At the top of my scripts I watch the version with…



which was the latest last week, and then I blindly presumed…

setup_comp(comp, install='"fastcore>=1.4.5" "fastai>=2.7.1" "timm>=0.6.2.dev0"')

…was taking care of everything, without actually noticing the 2.7.1 that I’d skimmed over thinking it was another package.

2.7.3 is now installed and it works properly.

But, why are the pre-requisite installs only done for Kaggle?

def setup_comp(competition, install=''):
    "Get a path to data for `competition`, downloading it if needed"
    if iskaggle:
        if install:
            os.system(f'pip install -Uqq {install}')
        return Path('../input')/competition
        path = Path(competition)
        from kaggle import api
        if not path.exists():
            import zipfile
        return path

It also might help for users to be advised they need to restart their kernel when a version upgrade occurs. Maybe something roughly like…

def setup_comp(competition, install=''):
   "Get a path to data for `competition`, downloading it if needed"
   if install:
       oldver = !pip show fastai | grep Version | sed 's/Version: //'
       os.system(f'pip install -Uqq {install}')
       newver = !pip show fastai | grep Version | sed 's/Version: //'
       if oldver[0] != newver[0]: print ('Please restart kernel to ensure upgraded version loaded.')

   if iskaggle:
       path = Path('../input')/competition
       path = Path(competition)
       from kaggle import api
       if not path.exists():
           import zipfile
   return path

Because on Kaggle you always have to install because there’s no persistent environment. Elsewhere you don’t need to update from pip every time you run a notebook.

1 Like

I would find it useful, for the pre-requisite install to apply to non-kaggle platforms, so thought I’d have a go at a code contribution. I submitted an issue on github to discuss this:

I’m interested in getting broad feedback on whether this would be useful to others.

1 Like

Hi, I have been working my way through these live coding sessions but notice that my training on Paperspace is taking much longer than in the video. When I run

vision_learner(dls, ‘convnext_small_in22k’, metrics=error_rate).to_fp16()
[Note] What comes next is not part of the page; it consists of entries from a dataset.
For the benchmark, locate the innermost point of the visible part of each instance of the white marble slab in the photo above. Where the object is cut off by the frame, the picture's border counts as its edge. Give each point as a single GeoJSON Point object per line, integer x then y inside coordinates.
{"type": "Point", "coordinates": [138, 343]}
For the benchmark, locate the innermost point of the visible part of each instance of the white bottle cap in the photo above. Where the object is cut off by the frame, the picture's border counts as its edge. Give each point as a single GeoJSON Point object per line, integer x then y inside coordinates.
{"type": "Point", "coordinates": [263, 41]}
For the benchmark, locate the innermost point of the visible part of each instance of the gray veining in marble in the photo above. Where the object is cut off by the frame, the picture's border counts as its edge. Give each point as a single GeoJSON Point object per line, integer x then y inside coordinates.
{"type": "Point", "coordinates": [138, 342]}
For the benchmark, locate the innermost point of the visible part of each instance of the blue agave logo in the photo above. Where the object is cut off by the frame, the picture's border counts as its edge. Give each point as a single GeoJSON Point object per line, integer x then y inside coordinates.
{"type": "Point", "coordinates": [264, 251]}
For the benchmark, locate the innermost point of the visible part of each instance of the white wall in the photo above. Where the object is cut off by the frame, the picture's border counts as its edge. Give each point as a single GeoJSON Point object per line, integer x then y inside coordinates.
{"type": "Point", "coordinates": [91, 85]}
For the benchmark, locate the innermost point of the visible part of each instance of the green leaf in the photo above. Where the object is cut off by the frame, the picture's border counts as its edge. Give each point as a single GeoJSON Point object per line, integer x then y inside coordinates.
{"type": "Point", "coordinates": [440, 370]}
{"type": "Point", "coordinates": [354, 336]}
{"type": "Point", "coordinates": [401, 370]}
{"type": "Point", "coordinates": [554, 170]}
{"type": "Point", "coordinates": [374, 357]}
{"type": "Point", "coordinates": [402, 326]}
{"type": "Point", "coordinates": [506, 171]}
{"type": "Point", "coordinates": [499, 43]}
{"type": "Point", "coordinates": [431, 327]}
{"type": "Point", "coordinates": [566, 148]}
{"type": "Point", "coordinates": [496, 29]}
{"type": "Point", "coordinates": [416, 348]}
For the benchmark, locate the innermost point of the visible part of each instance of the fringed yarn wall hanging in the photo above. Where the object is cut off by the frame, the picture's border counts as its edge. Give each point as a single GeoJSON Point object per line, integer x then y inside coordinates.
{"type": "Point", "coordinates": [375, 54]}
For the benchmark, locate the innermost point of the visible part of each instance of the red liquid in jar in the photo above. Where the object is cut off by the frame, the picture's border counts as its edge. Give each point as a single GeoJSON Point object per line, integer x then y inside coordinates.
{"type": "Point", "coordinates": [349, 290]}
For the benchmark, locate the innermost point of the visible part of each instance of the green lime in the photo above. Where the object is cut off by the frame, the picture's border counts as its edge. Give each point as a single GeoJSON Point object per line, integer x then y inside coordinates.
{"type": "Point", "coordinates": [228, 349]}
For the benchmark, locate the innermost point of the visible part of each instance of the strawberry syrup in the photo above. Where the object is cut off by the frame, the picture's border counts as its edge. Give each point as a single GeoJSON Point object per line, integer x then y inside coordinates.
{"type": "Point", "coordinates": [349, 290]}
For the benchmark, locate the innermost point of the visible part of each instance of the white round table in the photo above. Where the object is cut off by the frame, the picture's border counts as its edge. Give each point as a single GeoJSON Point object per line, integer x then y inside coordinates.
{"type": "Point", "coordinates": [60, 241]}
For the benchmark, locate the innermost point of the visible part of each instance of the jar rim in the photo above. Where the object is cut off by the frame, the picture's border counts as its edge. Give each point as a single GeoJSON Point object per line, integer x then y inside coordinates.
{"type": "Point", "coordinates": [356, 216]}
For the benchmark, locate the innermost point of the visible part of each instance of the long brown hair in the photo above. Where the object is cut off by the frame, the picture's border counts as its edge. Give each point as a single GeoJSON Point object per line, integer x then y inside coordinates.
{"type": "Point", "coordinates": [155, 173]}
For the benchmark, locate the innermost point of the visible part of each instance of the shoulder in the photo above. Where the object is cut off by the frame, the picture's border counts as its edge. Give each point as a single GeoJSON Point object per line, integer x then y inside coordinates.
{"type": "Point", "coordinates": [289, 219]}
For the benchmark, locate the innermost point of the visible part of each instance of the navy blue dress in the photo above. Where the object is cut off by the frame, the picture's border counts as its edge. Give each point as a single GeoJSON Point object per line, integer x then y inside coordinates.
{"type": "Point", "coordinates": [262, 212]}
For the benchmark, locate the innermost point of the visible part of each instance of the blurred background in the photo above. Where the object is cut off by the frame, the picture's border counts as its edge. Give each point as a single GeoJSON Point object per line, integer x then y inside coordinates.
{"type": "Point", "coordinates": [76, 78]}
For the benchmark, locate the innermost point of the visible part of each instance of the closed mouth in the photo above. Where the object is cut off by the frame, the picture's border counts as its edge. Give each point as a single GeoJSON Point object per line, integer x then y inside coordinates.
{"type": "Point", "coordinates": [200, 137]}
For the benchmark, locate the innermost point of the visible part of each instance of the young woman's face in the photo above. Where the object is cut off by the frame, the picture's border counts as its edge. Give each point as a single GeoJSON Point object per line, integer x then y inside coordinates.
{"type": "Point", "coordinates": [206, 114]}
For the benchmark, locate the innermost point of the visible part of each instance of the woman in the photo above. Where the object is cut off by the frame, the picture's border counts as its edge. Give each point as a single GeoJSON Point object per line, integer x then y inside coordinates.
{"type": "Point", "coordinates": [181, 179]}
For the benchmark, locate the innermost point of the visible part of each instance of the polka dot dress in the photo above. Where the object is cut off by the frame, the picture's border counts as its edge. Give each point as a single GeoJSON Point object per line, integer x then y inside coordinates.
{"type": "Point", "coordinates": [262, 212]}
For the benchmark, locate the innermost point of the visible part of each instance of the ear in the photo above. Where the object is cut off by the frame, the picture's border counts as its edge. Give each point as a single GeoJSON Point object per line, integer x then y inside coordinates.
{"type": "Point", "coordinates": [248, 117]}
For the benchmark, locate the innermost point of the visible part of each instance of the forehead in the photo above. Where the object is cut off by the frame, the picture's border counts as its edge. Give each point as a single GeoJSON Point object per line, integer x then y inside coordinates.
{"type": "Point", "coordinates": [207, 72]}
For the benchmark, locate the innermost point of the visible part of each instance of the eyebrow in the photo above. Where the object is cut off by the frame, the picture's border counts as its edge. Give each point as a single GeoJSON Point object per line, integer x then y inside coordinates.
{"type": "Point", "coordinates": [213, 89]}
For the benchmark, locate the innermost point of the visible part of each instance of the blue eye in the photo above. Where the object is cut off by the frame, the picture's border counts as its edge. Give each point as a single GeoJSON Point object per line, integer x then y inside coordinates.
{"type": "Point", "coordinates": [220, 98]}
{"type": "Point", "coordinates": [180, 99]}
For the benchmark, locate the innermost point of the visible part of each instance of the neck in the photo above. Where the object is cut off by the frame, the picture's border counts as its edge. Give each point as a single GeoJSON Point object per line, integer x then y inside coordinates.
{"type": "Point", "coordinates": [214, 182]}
Each epoch takes around 4:40 minutes while it looks like each epoch takes around 35s in the video. According to nvidia-smi dmon GPU utilisation is around 100%. Storing training data in /root. I am running the notebook on a Free-P5000 instance in a paid account. Any suggestions on how I can speed up training would be much appreciated. Thanks!

hi @Tomasaki, You don’t mention what GPU Jeremy is using during the sessions (I’m not sure if that is ever visible) so I’d imagine Jeremy used a higher performing paid-instance, so as to not waste the time of those people participating in the session.

1 Like

Thanks @bencoman for pointing that out to me. I was thinking of session 7 where he is running this instance type on Paperspace.